Sebastião José de Carvalho e Melo, o futuro Marquês de Pombal, um ilustrado, também era afeiçoado às discussões teóricas dos salões e academias. Proveniente de uma família de pequenos fidalgos, sua vida política se iniciou no reinado de D. João V, quando atuou como diplomata, no período de 1739 a 1743, na Corte Britânica, cargo que lhe permitiu manter um círculo de amigos e conhecidos, inclusive importantes estudiosos das ciências. Promovia reuniões em que eram debatidos os fatores históricos e políticos que ocasionaram o crescimento e o enriquecimento da França e da Inglaterra. Este contato tão próximo foi fundamental na construção das prioridades reformistas promovidas quando ministro de D. José I (MAROCCI, 2011).

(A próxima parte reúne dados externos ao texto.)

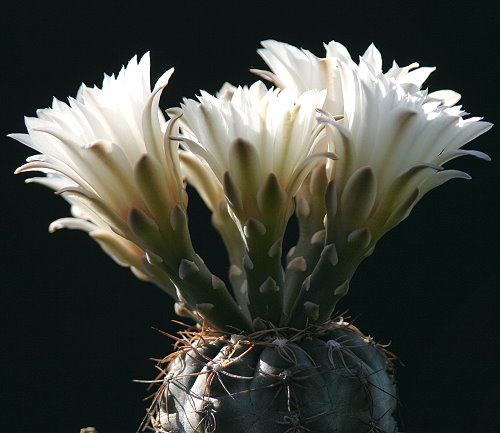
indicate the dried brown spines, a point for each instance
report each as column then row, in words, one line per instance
column 323, row 379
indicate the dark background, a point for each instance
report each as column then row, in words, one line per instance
column 77, row 328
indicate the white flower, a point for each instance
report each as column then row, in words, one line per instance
column 107, row 153
column 257, row 142
column 391, row 140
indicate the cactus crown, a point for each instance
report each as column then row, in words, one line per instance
column 348, row 148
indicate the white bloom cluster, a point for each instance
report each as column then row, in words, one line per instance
column 352, row 149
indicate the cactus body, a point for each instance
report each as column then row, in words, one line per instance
column 331, row 379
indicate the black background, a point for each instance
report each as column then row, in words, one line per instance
column 77, row 328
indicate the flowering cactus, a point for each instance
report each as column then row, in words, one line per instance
column 346, row 147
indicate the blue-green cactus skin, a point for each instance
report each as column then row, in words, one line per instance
column 329, row 379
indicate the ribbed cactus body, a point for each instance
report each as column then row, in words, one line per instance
column 329, row 380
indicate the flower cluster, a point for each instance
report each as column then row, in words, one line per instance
column 349, row 148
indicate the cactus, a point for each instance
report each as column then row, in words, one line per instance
column 347, row 148
column 322, row 379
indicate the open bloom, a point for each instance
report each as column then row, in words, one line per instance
column 108, row 153
column 391, row 137
column 259, row 145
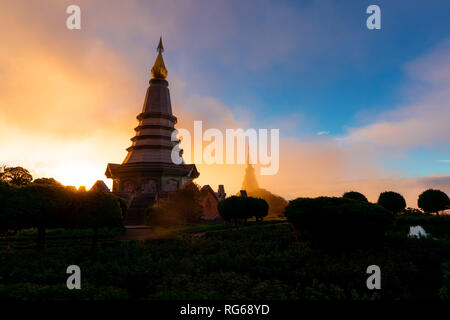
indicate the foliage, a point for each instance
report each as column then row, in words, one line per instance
column 275, row 202
column 392, row 201
column 261, row 262
column 413, row 212
column 433, row 201
column 237, row 209
column 338, row 222
column 16, row 175
column 355, row 196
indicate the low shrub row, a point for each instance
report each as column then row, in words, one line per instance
column 238, row 209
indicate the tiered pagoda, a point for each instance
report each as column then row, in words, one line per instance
column 148, row 173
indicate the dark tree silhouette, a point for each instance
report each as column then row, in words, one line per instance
column 49, row 181
column 355, row 196
column 392, row 201
column 16, row 175
column 433, row 201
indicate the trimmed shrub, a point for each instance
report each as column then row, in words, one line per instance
column 392, row 201
column 338, row 222
column 237, row 209
column 260, row 208
column 433, row 201
column 179, row 208
column 355, row 196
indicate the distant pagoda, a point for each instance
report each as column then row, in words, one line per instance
column 148, row 173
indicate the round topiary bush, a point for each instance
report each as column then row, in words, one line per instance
column 392, row 201
column 355, row 196
column 433, row 201
column 338, row 222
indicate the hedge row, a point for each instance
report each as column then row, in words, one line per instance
column 48, row 206
column 237, row 209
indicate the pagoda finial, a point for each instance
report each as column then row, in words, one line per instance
column 159, row 70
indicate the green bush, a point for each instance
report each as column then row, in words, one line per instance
column 355, row 196
column 433, row 201
column 392, row 201
column 47, row 206
column 338, row 222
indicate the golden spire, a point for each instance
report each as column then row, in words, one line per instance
column 159, row 70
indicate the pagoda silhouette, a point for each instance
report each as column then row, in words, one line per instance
column 148, row 172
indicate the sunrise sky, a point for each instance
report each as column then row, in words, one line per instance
column 357, row 109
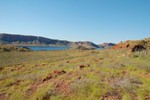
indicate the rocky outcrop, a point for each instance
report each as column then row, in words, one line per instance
column 107, row 45
column 42, row 41
column 134, row 46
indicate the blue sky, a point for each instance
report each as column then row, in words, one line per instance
column 77, row 20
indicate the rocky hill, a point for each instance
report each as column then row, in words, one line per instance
column 136, row 45
column 107, row 45
column 41, row 41
column 30, row 40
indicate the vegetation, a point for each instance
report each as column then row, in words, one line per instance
column 75, row 75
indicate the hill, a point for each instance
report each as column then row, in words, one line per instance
column 30, row 40
column 40, row 41
column 134, row 45
column 107, row 45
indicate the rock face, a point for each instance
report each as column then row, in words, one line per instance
column 134, row 46
column 107, row 45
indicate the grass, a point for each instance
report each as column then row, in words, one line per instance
column 110, row 74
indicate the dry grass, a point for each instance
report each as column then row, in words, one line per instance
column 106, row 74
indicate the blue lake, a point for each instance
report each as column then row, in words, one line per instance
column 39, row 48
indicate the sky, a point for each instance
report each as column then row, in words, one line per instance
column 77, row 20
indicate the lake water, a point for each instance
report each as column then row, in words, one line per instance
column 39, row 48
column 46, row 48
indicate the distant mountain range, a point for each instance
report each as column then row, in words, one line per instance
column 107, row 45
column 13, row 39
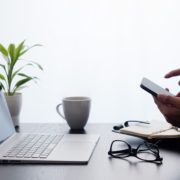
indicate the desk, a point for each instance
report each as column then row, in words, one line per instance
column 100, row 166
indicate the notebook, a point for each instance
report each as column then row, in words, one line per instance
column 155, row 130
column 41, row 148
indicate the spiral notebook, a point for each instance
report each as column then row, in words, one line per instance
column 154, row 130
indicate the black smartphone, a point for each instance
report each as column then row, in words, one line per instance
column 153, row 88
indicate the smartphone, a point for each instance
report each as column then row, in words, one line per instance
column 153, row 88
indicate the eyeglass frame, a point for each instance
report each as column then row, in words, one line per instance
column 126, row 124
column 134, row 151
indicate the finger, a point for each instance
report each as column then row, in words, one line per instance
column 173, row 73
column 172, row 100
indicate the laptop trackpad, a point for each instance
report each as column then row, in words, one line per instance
column 76, row 148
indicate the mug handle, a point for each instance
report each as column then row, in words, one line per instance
column 58, row 111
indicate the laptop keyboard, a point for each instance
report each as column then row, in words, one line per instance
column 34, row 146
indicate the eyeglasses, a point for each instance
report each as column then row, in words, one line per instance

Em 1779 foi fundada a Academia das Ciências de Lisboa, que teve como mentores o 2º Duque de Lafões e o abade José Correia da Serra, além do apoio de D. Maria I. O italiano radicado em Portugal, Domingos Vandelli, professor de ciências naturais e de química da Universidade de Coimbra, foi um dos seus idealizadores. De acordo com o site da Academia, os seus fundadores afirmavam que ela era “consagrada à glória e felicidade pública, para adiantamento da instrução nacional, perfeição das ciências e das artes e aumento da indústria popular.” As atividades se distribuíam em três áreas: Ciências naturais, Ciências Exatas e Belas-Letras. Até o século XIX, a Academia manteve atividades de ensino científico e fomentou estudos e pesquisas primordiais para a consolidação de importantes instituições: a Instituição Vacínica (1811); a Comissão Geológica (1857) e o Curso Superior de Letras (1859).
Essas academias reuniam profissionais das mais diversas áreas para produzir informações, relatórios, mapas e estudos sobre os assuntos que interessavam à Coroa Portuguesa. Além das ações voltadas ao domínio territorial, portanto, à necessidade de demarcação das fronteiras com as possessões pertencentes a outros reinos, havia a preocupação em investigar a fauna e a flora das colônias, o que levou a elas especialistas em botânica, por exemplo.
REFERÊNCIAS
CASTELLO-BRANCO, F. Significado cultural das Academias de Lisboa no século XVIII. Portugaliae Histórica, Lisboa, v. 1, 1973.
KANTOR, I. Esquecidos e Renascidos: historiografia acadêmica luso-americana, 1724-1759. São Paulo: Hucitec; Salvador: Centro de Estudos Baianos/UFBA, 2004.
MAROCCI, G. V. P. O Iluminismo e a urbanística portuguesa: transformações em Lisboa, Porto e Salvador no século XVIII. 2011. Tese (Doutorado em Arquitetura e Urbanismo) – Universidade Federal da Bahia, Salvador, 2011.